## **Creating SQL Queries from Natural Language**

This tutorial will guide you through creating an application that generates SQL queries from natural language instructions and evaluates the quality of the generated queries. Along the way, you'll learn how to use Orq's deployment feature to enhance SQL generation. By the end of this tutorial, you'll be ready to experiment with SQL generation in your own projects.

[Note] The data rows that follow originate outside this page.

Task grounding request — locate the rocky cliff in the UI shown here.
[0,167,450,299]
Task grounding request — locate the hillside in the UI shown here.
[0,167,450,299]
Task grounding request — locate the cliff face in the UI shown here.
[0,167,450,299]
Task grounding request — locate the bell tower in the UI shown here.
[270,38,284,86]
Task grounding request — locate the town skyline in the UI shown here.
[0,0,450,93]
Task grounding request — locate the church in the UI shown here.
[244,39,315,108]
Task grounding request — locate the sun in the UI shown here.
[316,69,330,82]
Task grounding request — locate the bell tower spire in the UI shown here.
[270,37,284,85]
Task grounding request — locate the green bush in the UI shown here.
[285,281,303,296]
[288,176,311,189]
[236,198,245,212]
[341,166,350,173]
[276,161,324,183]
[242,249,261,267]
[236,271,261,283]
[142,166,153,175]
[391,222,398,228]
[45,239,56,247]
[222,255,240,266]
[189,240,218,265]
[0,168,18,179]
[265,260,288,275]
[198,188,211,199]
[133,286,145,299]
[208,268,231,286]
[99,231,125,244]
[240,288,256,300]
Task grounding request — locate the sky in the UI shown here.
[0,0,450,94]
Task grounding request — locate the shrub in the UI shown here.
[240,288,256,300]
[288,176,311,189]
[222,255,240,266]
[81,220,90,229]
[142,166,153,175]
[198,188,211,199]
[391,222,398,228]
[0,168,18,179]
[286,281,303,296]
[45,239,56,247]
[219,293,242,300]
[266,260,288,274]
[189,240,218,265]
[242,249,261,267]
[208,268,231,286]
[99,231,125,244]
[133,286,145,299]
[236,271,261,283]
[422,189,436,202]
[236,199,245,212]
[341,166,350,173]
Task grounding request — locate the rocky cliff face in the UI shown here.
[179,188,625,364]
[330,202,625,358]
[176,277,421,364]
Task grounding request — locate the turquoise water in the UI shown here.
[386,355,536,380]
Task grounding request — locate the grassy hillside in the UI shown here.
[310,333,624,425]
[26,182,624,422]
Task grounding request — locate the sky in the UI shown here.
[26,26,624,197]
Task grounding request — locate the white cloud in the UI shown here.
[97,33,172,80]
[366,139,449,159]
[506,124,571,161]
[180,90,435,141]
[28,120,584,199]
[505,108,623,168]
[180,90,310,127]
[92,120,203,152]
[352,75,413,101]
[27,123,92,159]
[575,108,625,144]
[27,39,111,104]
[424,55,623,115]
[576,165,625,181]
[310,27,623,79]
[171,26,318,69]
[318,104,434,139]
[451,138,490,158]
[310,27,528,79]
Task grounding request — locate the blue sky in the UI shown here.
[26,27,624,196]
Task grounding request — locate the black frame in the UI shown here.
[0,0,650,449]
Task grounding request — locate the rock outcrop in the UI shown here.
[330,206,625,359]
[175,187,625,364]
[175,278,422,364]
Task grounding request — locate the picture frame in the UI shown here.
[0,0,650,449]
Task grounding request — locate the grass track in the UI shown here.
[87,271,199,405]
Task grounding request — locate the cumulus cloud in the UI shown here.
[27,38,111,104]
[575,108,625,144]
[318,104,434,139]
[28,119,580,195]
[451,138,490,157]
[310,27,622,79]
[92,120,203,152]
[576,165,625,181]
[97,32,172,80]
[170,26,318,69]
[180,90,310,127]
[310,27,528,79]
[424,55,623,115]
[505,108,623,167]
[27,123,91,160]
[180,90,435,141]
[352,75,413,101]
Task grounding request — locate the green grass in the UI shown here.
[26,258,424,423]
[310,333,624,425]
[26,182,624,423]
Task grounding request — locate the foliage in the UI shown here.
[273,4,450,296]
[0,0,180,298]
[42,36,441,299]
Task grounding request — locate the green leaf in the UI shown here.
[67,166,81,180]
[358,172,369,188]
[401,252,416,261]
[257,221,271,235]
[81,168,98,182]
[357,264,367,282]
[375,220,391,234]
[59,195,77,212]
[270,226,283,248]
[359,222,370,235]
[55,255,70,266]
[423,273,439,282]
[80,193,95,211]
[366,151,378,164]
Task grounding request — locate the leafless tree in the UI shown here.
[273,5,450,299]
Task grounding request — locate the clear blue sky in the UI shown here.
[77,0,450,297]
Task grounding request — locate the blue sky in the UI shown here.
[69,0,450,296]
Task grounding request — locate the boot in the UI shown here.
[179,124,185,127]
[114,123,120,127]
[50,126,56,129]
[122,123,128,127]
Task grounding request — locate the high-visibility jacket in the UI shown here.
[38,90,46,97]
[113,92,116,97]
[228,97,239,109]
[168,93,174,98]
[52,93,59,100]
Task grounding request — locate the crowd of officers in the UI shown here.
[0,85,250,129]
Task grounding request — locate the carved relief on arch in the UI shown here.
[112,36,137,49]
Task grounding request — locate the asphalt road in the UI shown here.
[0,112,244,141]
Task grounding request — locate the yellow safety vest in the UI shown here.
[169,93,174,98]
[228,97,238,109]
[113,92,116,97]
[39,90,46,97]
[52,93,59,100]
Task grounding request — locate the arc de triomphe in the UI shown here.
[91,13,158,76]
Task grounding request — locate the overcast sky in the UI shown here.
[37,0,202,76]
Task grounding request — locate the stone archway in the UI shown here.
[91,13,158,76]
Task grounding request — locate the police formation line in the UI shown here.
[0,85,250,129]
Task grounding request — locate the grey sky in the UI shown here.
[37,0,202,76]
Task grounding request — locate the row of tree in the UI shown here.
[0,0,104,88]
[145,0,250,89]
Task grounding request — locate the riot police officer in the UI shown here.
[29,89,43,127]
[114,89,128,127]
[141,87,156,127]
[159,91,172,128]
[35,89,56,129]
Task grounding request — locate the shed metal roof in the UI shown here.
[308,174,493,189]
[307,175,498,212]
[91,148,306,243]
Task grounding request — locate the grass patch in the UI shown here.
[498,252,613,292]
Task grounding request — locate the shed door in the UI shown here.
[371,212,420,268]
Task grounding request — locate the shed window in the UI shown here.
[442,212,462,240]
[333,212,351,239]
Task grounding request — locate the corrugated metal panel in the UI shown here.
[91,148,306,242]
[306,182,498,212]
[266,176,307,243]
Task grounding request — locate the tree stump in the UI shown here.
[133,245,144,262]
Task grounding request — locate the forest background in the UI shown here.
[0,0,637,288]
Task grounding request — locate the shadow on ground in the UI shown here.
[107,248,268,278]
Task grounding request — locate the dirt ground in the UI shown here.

Before starting, ensure you have an Orq account. If not, sign up at Orq.ai. Let's dive in!

Additionally, to simplify the process, we’ve prepared this [Google Colab](https://colab.research.google.com/drive/1OYST2gldxBXbAN10wRTfnTeExCjWrF9i#scrollTo=EJ5-MLEjmpg9) file that you can copy and run immediately after replacing your API key. This file provides a ready-to-use environment with all the required configurations set up, allowing you to focus on experimenting with SQL generation without worrying about initial setup. Let's dive in!

**Step 1: Setting Up the Environment**  
The following commands install the required libraries for working with the Orq platform, handling datasets, and managing the SQL generation workflow. Feel free to reuse and adapt this code for your projects.

## Import packages

In [None]:
pip install orq-ai-sdk datasets huggingface_hub

Collecting orq-ai-sdk
  Downloading orq_ai_sdk-2.13.4.tar.gz (17 kB)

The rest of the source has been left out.